From the beginning of the pandemic over a year ago, there has been an alarming and misguided tendency of some to blame and attack members of America’s Asian-Pacific community, including assaults on the streets, bullying in schools and on playgrounds, and hateful rhetoric from political leaders, creating an atmosphere of fear and uncertainty. Even our UVA community has not been immune from this different kind of virus. Reports of harassment and discrimination against UVA students of Asian-Pacific heritage on local streets and in retail establishments led University President Jim Ryan to issue a stern warning on the threat at a town hall in April 2020; which he repeated in a message last week. That fear of, and violence toward, “the other” has been a regular feature of pandemics around the world for centuries in no way excuses this destructive phenomenon, which tears at the social fabric just at the moment when communities need to come together to defeat a common threat.
While the pandemic is coincidental, the forces of bigotry and xenophobia it has unleashed on both sides threaten to inflame the rising tensions between the U.S. and China, potentially setting the countries on a road towards more serious conflict. Those tensions are well-known and not easily solved, including deep differences in our political and economic systems over the course of a long and troubled history, as well as more recent individual disputes on such as issues as the South China Sea, human rights in Hong Kong and Xinjiang, protection of intellectual property, trade policy, and accusations of espionage in cyberspace and on the ground.

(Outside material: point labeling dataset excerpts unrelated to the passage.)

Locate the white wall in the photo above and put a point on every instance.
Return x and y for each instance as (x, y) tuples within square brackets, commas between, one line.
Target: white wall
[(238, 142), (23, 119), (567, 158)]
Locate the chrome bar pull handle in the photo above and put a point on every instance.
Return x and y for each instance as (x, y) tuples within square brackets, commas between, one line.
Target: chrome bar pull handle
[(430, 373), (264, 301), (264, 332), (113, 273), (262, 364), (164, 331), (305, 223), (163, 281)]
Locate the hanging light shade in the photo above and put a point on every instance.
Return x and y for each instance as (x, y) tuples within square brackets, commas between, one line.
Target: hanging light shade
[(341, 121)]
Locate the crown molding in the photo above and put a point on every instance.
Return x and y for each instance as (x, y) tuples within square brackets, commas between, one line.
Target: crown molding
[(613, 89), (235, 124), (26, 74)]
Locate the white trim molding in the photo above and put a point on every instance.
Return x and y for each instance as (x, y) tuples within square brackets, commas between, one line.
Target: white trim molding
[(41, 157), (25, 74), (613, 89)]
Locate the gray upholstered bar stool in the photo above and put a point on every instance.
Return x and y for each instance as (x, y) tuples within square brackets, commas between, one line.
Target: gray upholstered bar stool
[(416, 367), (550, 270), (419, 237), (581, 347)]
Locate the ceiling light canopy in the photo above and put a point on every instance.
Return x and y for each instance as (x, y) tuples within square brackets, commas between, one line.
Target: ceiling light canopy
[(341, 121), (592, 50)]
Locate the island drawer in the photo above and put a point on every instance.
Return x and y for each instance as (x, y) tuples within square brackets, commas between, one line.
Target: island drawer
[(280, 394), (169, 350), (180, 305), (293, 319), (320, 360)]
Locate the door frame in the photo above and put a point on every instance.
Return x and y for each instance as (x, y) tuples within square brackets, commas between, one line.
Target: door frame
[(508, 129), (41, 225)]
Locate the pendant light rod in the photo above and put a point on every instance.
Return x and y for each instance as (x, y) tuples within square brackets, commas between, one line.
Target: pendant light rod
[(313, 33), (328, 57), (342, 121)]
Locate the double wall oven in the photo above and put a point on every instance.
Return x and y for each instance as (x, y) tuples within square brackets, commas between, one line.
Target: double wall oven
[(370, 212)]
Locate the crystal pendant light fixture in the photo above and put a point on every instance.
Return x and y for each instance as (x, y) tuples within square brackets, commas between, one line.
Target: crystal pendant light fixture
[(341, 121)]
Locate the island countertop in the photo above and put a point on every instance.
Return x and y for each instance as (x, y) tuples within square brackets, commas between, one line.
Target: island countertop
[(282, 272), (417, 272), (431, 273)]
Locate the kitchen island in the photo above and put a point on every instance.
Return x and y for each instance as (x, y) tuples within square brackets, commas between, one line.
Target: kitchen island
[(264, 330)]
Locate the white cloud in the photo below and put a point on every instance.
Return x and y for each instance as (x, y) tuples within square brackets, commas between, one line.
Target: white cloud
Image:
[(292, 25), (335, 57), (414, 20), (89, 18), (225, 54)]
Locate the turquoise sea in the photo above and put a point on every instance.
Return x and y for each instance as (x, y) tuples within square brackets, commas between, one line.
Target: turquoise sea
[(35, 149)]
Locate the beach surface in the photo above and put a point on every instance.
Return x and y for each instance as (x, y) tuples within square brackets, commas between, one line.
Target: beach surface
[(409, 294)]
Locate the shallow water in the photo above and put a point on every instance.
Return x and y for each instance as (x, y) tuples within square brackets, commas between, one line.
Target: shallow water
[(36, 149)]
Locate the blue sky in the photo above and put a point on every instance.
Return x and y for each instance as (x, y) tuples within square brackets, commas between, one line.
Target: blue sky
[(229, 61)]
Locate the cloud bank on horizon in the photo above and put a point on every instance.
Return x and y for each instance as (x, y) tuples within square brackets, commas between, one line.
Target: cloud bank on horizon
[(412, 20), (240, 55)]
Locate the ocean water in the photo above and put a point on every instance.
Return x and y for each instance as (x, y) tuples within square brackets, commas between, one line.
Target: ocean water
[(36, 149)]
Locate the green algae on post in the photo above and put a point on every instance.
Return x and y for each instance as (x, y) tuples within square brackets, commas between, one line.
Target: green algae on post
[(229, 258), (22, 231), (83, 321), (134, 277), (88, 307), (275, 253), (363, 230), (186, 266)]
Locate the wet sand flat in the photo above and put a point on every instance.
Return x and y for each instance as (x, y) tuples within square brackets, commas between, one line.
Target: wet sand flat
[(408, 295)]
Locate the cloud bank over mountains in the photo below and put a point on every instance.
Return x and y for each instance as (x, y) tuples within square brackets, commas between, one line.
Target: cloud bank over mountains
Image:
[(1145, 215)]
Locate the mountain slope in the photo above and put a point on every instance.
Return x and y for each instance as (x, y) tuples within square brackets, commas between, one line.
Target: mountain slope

At the same time, the U.S. and China share significant interests in common on such issues as climate change, diverse and sustainable energy supply, improved economic infrastructure, fair and transparent trade rules, the nuclear threat from North Korea, and a stable and predictable security environment in the Asia-Pacific region.
Universities like UVA have a vital role to play in lighting the way out of the morass of pandemic-based racism and fear in order to get to work on advancing our common interests with China and equitably resolving our disputes. I remember well from my diplomatic career that solving even the most intractable conflicts must begin by developing empathy on each side for the other side’s perceptions, interests, and motives; empathy that can only be achieved through the kind of open and thorough communication that is a hallmark of academic exchange and global experiences. Engaging and supporting our community of Chinese students, scholars, and faculty – and that includes forthrightly standing with them and our other Asian-Pacific colleagues in the face of bigotry and hateful rhetoric wherever we see or hear it – is an important first step to reversing the slide towards a broader conflict that if left unresolved will weaken all of us in solving the pressing global dangers we face in common.